So, if you power down a mining rig with 1000 S19 miners, how long will it take to get the hash rate stable again once you turn them back on?
Now, let’s say you only want to mine for 10 minutes every hour. You’d start the machines, mine for 10 minutes, and then shut them down for the rest of the hour.
What’s gonna happen to those miners? How long will it take each time to boot up and get back to stable operation?
And are there any other possibilities or issues to think about?
I know these questions seem a bit odd, but trust me, there’s a point to them.
Also, how much money could you save on electricity if you completely shut them down versus just pausing mining for 50 minutes?
First, the hashrate needs to become stable locally on the miner itself, most miners go through a warm-up/tune cycle before reaching full hashrate, depending on the miner's model and firmware, this could take anywhere between 1 to 60 minutes, it depends on a lot of factors.

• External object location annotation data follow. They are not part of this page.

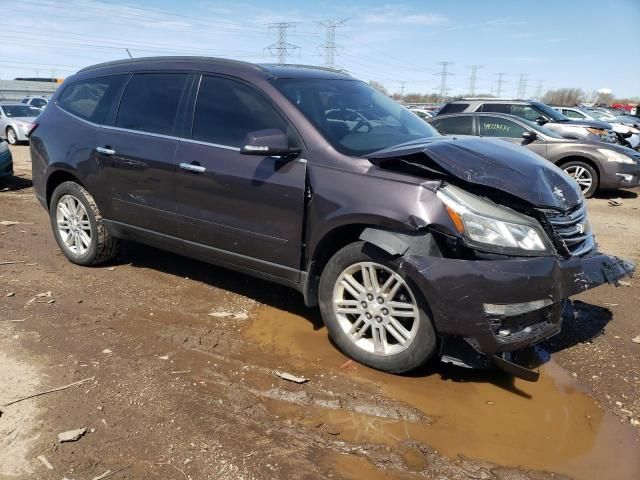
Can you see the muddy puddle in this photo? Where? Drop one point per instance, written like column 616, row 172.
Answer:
column 550, row 425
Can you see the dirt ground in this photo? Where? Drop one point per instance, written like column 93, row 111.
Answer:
column 181, row 363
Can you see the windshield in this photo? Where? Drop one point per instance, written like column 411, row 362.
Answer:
column 599, row 115
column 355, row 118
column 550, row 112
column 20, row 111
column 539, row 129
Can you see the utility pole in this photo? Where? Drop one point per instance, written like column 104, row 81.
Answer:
column 443, row 79
column 522, row 86
column 539, row 90
column 329, row 45
column 472, row 78
column 281, row 48
column 499, row 85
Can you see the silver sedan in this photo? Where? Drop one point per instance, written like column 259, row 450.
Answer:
column 15, row 121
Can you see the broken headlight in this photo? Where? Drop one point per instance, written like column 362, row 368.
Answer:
column 487, row 226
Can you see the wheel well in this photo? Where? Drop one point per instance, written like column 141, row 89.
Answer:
column 588, row 161
column 329, row 244
column 56, row 178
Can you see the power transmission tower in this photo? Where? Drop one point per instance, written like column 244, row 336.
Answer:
column 473, row 78
column 281, row 48
column 329, row 45
column 539, row 90
column 443, row 79
column 522, row 86
column 499, row 84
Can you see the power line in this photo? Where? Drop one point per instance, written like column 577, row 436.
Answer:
column 444, row 73
column 499, row 84
column 472, row 78
column 539, row 90
column 330, row 43
column 522, row 85
column 281, row 48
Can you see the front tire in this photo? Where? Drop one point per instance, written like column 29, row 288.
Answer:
column 374, row 313
column 78, row 227
column 12, row 136
column 584, row 174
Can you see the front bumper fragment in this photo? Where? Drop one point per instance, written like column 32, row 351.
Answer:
column 457, row 291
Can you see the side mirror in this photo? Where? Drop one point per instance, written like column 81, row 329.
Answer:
column 268, row 143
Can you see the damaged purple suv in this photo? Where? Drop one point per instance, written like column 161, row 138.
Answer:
column 413, row 245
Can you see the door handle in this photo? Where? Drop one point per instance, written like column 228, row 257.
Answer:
column 192, row 168
column 105, row 151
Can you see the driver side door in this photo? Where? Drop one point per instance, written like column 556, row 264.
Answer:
column 243, row 210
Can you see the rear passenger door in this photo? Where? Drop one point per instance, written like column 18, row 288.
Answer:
column 232, row 208
column 136, row 153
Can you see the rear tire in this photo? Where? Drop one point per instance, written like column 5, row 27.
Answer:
column 584, row 174
column 78, row 227
column 378, row 326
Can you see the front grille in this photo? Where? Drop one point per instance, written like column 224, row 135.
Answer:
column 572, row 229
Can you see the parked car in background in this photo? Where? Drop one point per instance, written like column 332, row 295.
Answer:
column 626, row 135
column 15, row 121
column 540, row 113
column 593, row 165
column 6, row 161
column 36, row 102
column 422, row 113
column 410, row 242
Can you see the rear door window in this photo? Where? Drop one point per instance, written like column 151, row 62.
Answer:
column 91, row 99
column 453, row 108
column 500, row 127
column 150, row 102
column 454, row 125
column 227, row 110
column 525, row 111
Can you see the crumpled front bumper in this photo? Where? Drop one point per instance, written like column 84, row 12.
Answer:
column 458, row 290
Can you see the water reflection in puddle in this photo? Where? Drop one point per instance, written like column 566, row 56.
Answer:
column 549, row 425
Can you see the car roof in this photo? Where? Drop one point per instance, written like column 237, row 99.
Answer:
column 209, row 63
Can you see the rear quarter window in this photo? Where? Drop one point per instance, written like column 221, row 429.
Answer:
column 453, row 108
column 91, row 99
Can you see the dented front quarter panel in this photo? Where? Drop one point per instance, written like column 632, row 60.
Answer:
column 456, row 291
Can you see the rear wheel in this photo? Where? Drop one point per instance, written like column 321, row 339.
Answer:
column 78, row 227
column 585, row 176
column 12, row 136
column 374, row 313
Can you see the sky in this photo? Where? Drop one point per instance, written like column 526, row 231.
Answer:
column 588, row 44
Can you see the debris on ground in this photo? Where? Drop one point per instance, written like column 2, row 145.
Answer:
column 45, row 462
column 234, row 316
column 79, row 382
column 291, row 378
column 72, row 435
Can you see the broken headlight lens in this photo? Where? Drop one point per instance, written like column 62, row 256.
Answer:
column 488, row 226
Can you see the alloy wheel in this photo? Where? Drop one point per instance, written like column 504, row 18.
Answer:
column 73, row 225
column 376, row 308
column 581, row 175
column 12, row 138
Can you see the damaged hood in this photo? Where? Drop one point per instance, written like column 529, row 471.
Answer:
column 487, row 162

For the hashrate to become stable on the pool, it's a matter of luck and pool difficulty, and whether or not the miners run behind a proxy, but usually 5-10 mins, depends on the pool of course, some of them have 5m hashrate display, some have no less than 15 mins so you can only tell when 15 mins had passed, but rest assured, every share you submit counts even if the chart on the pool page doesn't catch up fast enough.
This will probably reduce their lifespan.
When you shut your gears down, you save 100% of the electricity they use, but then you gain nothing, in fact, you spend more energy by doing so, the warming up, fan check and the rest will consume power for no gain in pool shares, so there is no gain at all, what are you up to anyway?
As mikeywith said, the risk would be to make some serious damages to your hardware with this strategy.
You could power on your ASICs during 3 days per month, you would have the same number of shares submitted, and less risk, less things to do yourself like that.
Or you could just mine with 10% of your S19s h24.
In general my ASICs need 5-10 minutes to mine at their full potential after I've power them on but it depends of the firmware. Sometimes, some pools need some more time to show the shares submitted and the real hashrate you are sending to them. Even if the shares are ok and still accounted, it shows some low values during the first hour.
With stock Bitmain firmware it takes a longer time to run stable and at full hashrate, than with Braiinos for example. But Braiinos is stealing 2% (not sure about this number but it's the one I think I remember) of your shares as a dev fee...
Ya, it's different from one model to another, in fact, I have several miners that take longer than the others despite having bought them in a single batch, stock firmware is always slower than most custom firmware.
It's 2% for Antminer S9 and 2.5% for everything that comes after that (S17 and S19 series), but I think the word "stealing" is wrong! They aren't stealing anything, it's the fees they take for their efforts, it could only be called "stealing" if they did not inform you about it beforehand, however, it's clearly stated in multiple places that they do indeed take x% as firmware fee.
I think you talking about sleep mode where you can switch the miner from low, normal mode to sleep mode.
Even if the miner is set to sleep mode the miner will still consume power not 100% because the fan still running at low speed.
What I guess you might have free power on daylight and you don't want to mine at night because you would end up paying electricity bill?